Antes de abandonar el museo le pregunto dos cosas al mayor. ¿Por qué el museo está cerrado al público en general? “La razón es que este museo es de carácter didáctico para adiestramiento de personal militar. Para que conozcan las formas de actuar de la delincuencia organizada. No es para difundir ni para promover. Si yo traigo al ciudadano común y corriente va a aprender qué es lo que puede hacer para ocultar o traficar la droga o al ver las armas tan ostentosas puede llegar a decir: yo quiero esa arma.”

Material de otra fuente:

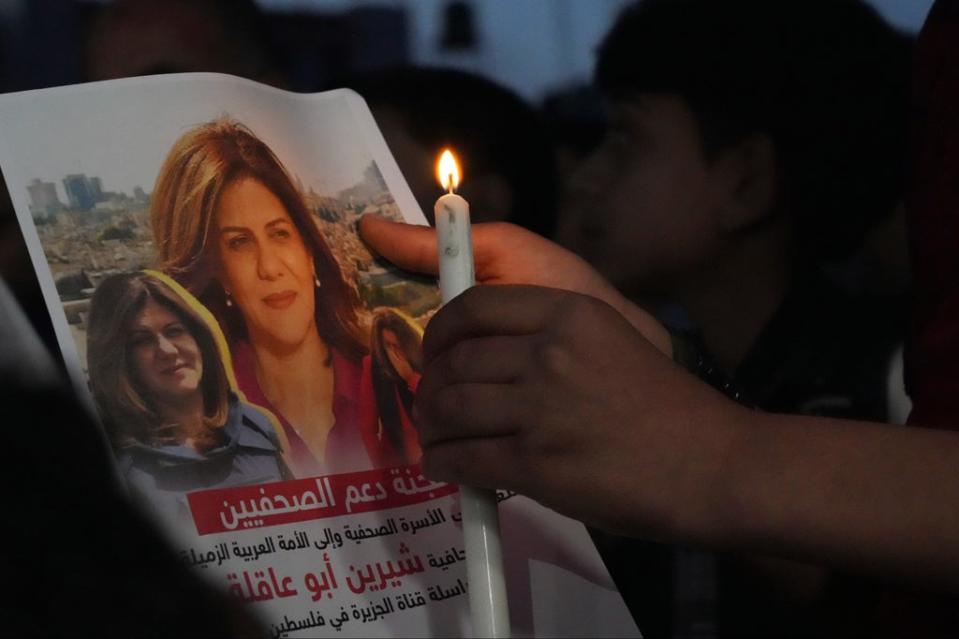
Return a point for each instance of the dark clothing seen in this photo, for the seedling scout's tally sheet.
(932, 354)
(825, 352)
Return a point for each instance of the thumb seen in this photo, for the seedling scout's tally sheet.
(409, 246)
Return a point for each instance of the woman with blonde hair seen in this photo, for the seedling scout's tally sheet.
(165, 398)
(230, 225)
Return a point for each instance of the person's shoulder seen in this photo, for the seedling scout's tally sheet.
(259, 428)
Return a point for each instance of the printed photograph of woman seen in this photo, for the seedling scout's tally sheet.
(394, 367)
(230, 225)
(165, 398)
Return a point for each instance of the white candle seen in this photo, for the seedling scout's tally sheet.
(484, 555)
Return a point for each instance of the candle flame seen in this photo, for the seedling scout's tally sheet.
(448, 170)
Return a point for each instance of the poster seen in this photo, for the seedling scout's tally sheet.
(253, 366)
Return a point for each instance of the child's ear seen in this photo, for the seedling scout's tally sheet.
(749, 169)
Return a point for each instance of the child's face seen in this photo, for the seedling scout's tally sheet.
(643, 208)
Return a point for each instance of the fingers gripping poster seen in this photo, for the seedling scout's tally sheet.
(254, 367)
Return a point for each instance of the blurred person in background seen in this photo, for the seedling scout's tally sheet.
(143, 37)
(752, 146)
(509, 170)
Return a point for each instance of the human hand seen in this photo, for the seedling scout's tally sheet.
(556, 396)
(508, 254)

A la otra pregunta, el mayor me responde que el museo es visitado en su mayoría por periodistas de medios tanto nacionales como extranjeros. En menor medida vienen alumnos de escuelas militares de varios países y personal de embajadas.

Al salir del museo me piden que escriba en el libro de visitas mis impresiones. Solamente doy las gracias por el permiso concedido y abandono la sala. Dos soldados me escoltan hasta el elevador. Tras de mí, las puertas del museo se vuelven a cerrar con llave.